One for the record books

(Above) Travel by foot, or heavy machinery was about the only way to get around after the storm moved out Sunday. -Reporter photo by Chris Barragy.

Winter Storm Uma dumps 16+ inches

by Lowell Washburn

Vehicles in the ditch were a common site Saturday and Sunday. Icy conditions under the snow sent the blue semi truck into the median just short of making it to the turn lane along Highway 18. The red semi was waiting in line to turn into the packed Pilot Truck Stop on the south side of the highway.-Reporter photo by Chris Barragy.

Promises. Promises. Promises.  After a full season of hyping those great big winter snow storms that never ever materialized, the Weather Channel finally got it right.  Dubbed by the channel as Winter Storm Uma, the massive system that plowed across parts of Iowa Friday night was a real winter powerhouse.  No matter how you gauged it, this was one storm that truly lived up to its hype.

For those who are familiar with Northern Iowa, but currently living somewhere within the steamy reaches of America’s Southern Banana Belt – a region best defined as any place south of Ames – here’s some of what you missed this weekend.

The fun began late Friday when the local citizenry was incited to action by the nonstop, near hysterical reporting of radio and television Weather Gurus.  Alarmed residents stormed area groceries and emptied shelves of basic survival items like frozen pizza, beverages, chip dip, salsa, and rental movies.  With crucial supplies securely in hand, most folks returned to their bunkers and dug in.

At Clear Lake, where my bunker is located, the snow flurries started sometime before dark.  By 8:30 or so, the intensity had picked up and it was really coming down.  By 10 p.m. it was snowing so hard that my driveway yard light was mostly obscured; kind of like it was shining at half throttle through a dense fog.  By now, it had already become the heaviest snowfall of the 2017 – 2018 winter season.
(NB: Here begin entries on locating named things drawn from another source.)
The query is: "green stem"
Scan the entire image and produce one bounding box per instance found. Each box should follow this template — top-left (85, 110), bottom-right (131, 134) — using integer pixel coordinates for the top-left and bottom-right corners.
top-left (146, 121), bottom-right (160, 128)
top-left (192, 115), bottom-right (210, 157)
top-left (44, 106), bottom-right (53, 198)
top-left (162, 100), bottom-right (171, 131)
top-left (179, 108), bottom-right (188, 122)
Things really amped up when at around 11:30, we began receiving a World Class exhibition of genuine Thunder Snow.  Claps of thunder shook the roof, brilliant bolts of lightning lit up the yard; all the while it continued to snow so hard that it was still hard to clearly see the yard light.  It had become apparent that this storm was the real deal.  It sounded like summer but looked like winter.  The scene was absolutely surreal.  The only thing missing was legendary weather caster, Jim Cantore going nuts on the front lawn.  This storm would have put Jimbo over the edge.  He’d have gone completely off his rocker!  If you don’t know what I’m talking about, watch YouTube’s Jim Cantore Thundersnow.  You’ve really got to love a guy who gets that thrilled over his job!

Anyway, the light and snow show continued until we finally packed it in around 1 a.m.  Fell asleep with the sound of thunder still rumbling.  Although it was still snowing at daylight (on Saturday), things were definitely throttling down.  Winter Storm Uma was leaving town.

Snowfall totals varied widely.  Depending on where you were in the area, we received anywhere from a foot to nearly 20-inches of heavy, wet snow.  Ponds and marshes that held hundreds of ducks and geese Friday afternoon became completely locked in (now frozen) slush.  The majority of ducks left the area; guess we’ll get to enjoy two spring migrations this year.  Speaking of spring migration, I’m guessin’ those early robins are wondering what in the world they’re doing this far north.

By Saturday afternoon, many of the local hard surface roads were plowed and I decided to go hawkin’ for the last hour or so of daylight.  Never saw a rabbit or even a single track.  Guess, everyone was still dug in; sleeping off the effects of a truly remarkable weather event.  One for the Record Book, Winter Storm Uma may be gone, but she’s certainly not forgotten.